Bonne mer, bonne lecture et à la semaine prochaine.                

 

 

 

[1] Le Dixmude (L9015) est un bâtiment de projection et de commandement (BPC) de la Marine nationale française de la classe Mistral. C’est le 3e bâtiment de la classe Mistral, après le Mistral (L9013) et le Tonnerre (L9014). Il a été admis au service actif le 27 juillet 2012 et remplace le TCD Foudre (L9011). Une quatrième unité dont la date de construction n’a pas été fixée devrait remplacer le TCD Siroco (L 9012). Il peut être intégré soit au groupe aéronaval français, soit à force multinationale ou à des missions de maintien de la paix sous mandat des Natioins unies ou dans le cadre de l’Union européenne. Sa devise est « Sacrifiez-vous, Tenez ! », en hommage à la phrase de l’amiral Ronarc’h dont la brigade de fusiliers marins s’est sacrifiée à la bataille de Dixmude. La ville de Marseille est marraine de ce bâtiment depuis janvier 2017.

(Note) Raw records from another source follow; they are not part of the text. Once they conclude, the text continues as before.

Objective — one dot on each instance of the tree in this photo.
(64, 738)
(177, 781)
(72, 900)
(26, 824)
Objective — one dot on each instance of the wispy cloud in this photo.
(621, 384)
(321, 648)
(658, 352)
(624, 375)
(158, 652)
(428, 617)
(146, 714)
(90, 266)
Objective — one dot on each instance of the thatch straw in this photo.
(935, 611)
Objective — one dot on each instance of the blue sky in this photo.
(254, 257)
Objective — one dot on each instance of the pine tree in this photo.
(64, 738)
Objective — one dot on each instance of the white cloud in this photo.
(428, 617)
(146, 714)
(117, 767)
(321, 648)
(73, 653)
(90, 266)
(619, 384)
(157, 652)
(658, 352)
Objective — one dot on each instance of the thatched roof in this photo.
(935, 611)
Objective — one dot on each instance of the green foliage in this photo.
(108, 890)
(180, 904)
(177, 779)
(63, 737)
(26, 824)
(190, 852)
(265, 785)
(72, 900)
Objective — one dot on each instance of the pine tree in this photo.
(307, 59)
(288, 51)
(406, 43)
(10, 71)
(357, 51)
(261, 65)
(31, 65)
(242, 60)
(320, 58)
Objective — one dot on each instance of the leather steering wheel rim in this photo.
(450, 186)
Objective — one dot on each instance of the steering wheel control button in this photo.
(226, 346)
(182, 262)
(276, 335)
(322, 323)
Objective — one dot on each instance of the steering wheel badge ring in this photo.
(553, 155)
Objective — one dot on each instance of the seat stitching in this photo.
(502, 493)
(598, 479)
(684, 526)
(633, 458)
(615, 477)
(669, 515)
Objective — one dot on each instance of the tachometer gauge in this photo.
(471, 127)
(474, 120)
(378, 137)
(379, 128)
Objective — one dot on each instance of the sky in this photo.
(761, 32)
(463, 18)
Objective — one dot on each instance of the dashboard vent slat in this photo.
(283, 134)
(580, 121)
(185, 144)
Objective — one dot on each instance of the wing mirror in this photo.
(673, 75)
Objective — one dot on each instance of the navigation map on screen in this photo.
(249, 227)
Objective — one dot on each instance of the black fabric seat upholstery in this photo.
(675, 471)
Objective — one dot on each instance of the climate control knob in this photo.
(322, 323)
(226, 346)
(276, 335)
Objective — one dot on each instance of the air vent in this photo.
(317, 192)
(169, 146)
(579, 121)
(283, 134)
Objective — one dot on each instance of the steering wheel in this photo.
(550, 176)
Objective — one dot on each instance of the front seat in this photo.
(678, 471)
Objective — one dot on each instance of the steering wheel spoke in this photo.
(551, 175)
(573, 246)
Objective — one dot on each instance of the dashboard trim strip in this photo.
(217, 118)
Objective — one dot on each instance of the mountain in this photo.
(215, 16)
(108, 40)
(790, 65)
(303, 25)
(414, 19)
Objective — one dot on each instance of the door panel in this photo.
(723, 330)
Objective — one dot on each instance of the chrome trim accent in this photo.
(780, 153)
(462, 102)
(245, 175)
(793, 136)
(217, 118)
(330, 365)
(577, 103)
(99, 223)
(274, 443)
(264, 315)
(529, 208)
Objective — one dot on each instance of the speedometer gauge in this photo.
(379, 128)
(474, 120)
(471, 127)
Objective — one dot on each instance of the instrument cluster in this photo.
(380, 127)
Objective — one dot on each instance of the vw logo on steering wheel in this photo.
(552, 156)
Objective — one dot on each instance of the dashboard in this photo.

[2] Maritimisation : la France face à la nouvelle géopolitique des océans. Rapport d’information de MM. Jeanny Lorgeoux et André Trillard, fait au nom de la commission des affaires étrangères, de la défense et des forces armées – n° 674 (2011-2012) – 17 juillet 2012.

[3] Le Charles de Gaulle a ainsi été indisponible pendant trois ans et demi, sur les 16 années de service ; ce qui représente pour notre pays trois années sans les « 42 000 tonnes de diplomatie » du seul Groupe aéronaval de la Marine nationale.